Sunday, Oct. 30, 2016, 8:44 a.m.


Activity Summary: Kīlauea Volcano continues to erupt at its summit and East Rift Zone. The summit lava lake surface remains high and was about 48 feet below the floor of Halemaʻumaʻu Crater yesterday afternoon. The 61g lava flow continues to enter the sea at Kamokuna, posing no threat to nearby communities.

Summit Observations: Tiltmeters at Kīlauea’s have recorded slight inflation over the past day. When last measured directly late yesterday afternoon, the lake surface was about 48 feet below the floor of Halemaʻumaʻu Crater. Overnight, there was little change in lake level. Spattering continues intermittently from various locations along the margins of the lake.

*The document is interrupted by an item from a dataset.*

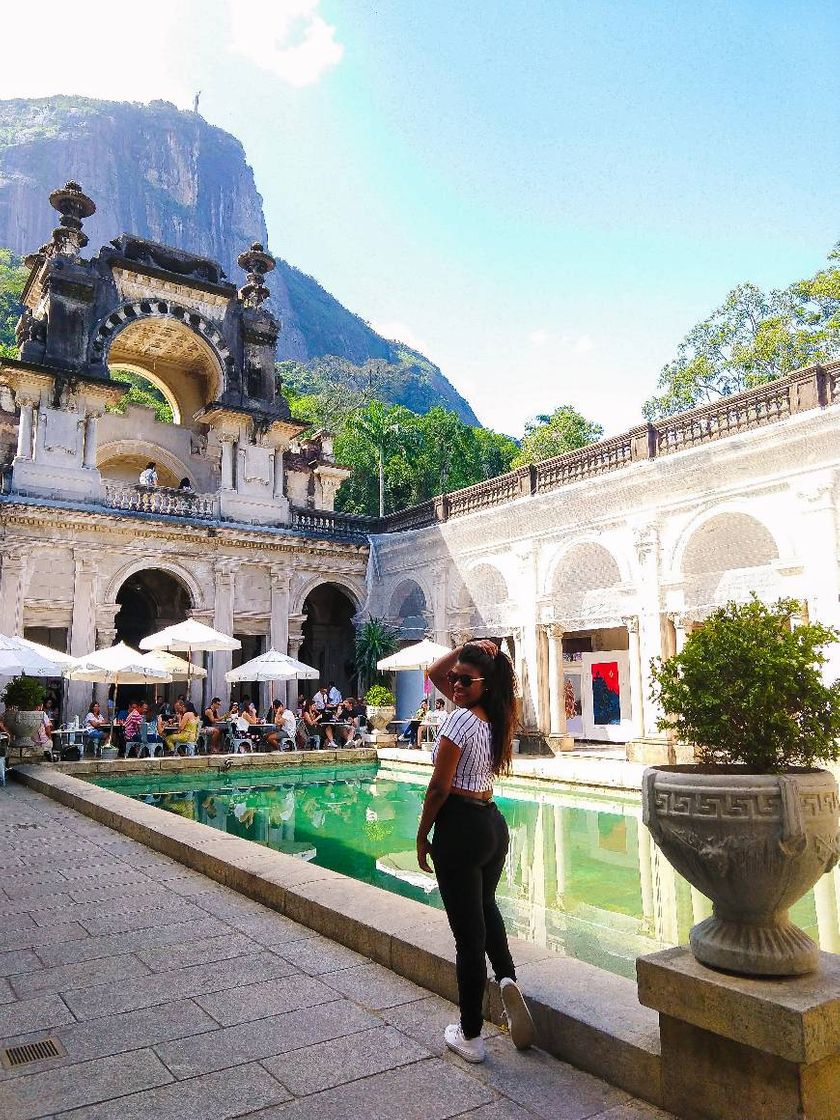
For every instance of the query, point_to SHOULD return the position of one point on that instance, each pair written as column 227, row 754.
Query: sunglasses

Seismicity is within normal, background rates. Tremor amplitude continues to fluctuate as vigor of lava lake spattering waxes and wanes. Average daily summit sulfur dioxide emission rates ranged from about 3,100 to 6,800 metric tons/day during the past week.

Puʻu ʻŌʻō Observations: Occasional clear webcam images over the past day, show persistent glow at long-term sources within the crater. There were no significant changes in seismicity over the past 24 hours. The tiltmeter on Puʻu ʻŌʻō cone recorded slight deflation over the past day. The sulfur dioxide emission rate from all East Rift Zone vents was about 290 metric tons/day when last measured on Oct. 28.

Lava Flow Observations: The 61g lava flow extending southeast from Puʻu ʻŌʻō on Kīlauea’s south flank continues to enter the ocean at Kamokuna. Activity is presently concentrated along the front of the east lava delta. Small collapses were reported by National Park Service staff earlier this week. On Thursday, aerial observations of prominent cracks on the surface of the east delta suggest instability and thus an increased potential for larger collapse events.